One of my favorite things about sports is when they put the designated object in the designated area ahhhh what a rush
Him: Take them off. All of them.
*slowly unbuttons 50 cardigans
Family zooms are just my kids trying to kill each other in a really small space while somewhere off screen my mum tells us about a friend we’ve never met who has a disease we’ve never heard of
When you wish you could tell someone that won’t stop talking “Okay we’re out of time today” just like a therapist.
Is Bowser a kind of turtle that has spikes, or is he in some kind of turtle youth movement that wear spikes and wristbands and harbor bad turtle attitudes
My 11yo is begging me to let her get the ends of her hair dyed and says she’ll be the best child and do whatever I want if I say yes.
I already made the appointment but I’m gonna enjoy pretending I’m on the fence until then.
Eleanor Rigby: Yep so I’m a church janitor
The Beatles: So you must be lonely as shit. Like that’s so sad. Man that sucks so much, for you.
Eleanor Rigby: No actually, idk where you-
The Beatles: I’m going to write a song about this
Sometimes I lay awake at night and ask myself, why don’t I have a hedgehog?
Facebook and Instagram are down so now I have to creep on my ex in person.
Be the reason why your local woods are haunted.

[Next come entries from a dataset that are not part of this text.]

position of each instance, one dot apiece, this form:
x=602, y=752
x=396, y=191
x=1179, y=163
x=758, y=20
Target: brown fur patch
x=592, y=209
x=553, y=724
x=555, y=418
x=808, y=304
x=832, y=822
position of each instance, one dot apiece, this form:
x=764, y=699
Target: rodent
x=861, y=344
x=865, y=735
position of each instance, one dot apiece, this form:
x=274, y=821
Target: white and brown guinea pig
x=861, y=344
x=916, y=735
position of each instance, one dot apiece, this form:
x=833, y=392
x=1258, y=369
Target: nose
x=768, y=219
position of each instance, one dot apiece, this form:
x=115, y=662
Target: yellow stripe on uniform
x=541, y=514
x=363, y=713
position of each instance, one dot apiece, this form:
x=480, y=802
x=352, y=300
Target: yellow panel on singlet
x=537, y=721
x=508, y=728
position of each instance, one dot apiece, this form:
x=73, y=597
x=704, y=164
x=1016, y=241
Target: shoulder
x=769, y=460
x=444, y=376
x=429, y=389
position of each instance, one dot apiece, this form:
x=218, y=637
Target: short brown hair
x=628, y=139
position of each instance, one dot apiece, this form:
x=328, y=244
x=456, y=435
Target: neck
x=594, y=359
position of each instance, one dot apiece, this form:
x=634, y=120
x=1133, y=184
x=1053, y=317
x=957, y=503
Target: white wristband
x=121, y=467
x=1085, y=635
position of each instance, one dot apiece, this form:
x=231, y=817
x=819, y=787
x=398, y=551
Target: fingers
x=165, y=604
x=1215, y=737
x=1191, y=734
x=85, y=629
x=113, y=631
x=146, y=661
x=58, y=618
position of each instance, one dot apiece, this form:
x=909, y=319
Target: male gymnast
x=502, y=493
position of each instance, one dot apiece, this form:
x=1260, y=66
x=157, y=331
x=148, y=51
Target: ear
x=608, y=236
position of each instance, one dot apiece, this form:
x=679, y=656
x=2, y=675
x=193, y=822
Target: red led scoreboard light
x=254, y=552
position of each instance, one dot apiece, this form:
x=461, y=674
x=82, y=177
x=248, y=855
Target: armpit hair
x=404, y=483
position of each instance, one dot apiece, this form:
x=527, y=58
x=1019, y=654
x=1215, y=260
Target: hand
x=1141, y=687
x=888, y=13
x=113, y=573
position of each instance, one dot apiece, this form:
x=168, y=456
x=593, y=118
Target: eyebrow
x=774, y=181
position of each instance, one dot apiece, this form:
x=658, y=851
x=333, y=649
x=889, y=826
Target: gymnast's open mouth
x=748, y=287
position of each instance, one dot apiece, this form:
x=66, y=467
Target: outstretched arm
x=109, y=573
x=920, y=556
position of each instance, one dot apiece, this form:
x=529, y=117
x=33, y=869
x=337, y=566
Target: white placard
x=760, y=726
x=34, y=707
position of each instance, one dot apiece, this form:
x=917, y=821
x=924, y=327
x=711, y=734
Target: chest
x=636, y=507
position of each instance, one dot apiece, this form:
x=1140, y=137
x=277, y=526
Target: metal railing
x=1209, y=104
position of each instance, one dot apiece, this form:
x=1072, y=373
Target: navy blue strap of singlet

5-year-old: Do you know what I learned at school?
Me: What?
5: I was asking you. I don’t remember.
Offered the kids $5 to clean so they could learn about money and then didn’t pay them so they could learn about randomly trusting people.
A relationship so stable you can buy concert tickets 4 months in advance >>
I use the phrase “when I win the lottery” a lot for someone who never buys any lottery tickets.
dad just confused an episode of full house with a memory of our actual family and I had to be like no that wasn’t us you watched that on full house
Shout out to the people wondering what the opposite of in is.
Godzilla was the first house flipper.
Why yes internet stranger, I have tweets that contradict each other. It’s a timeline, not a deposition
I have an actual woodpecker in my backyard and now I can see why these guys had so many problems with Woody. I wouldn’t throw a grenade at him or anything but I might if I had one
I love people who order coffee like they’re giving the pass code to a missile defense system.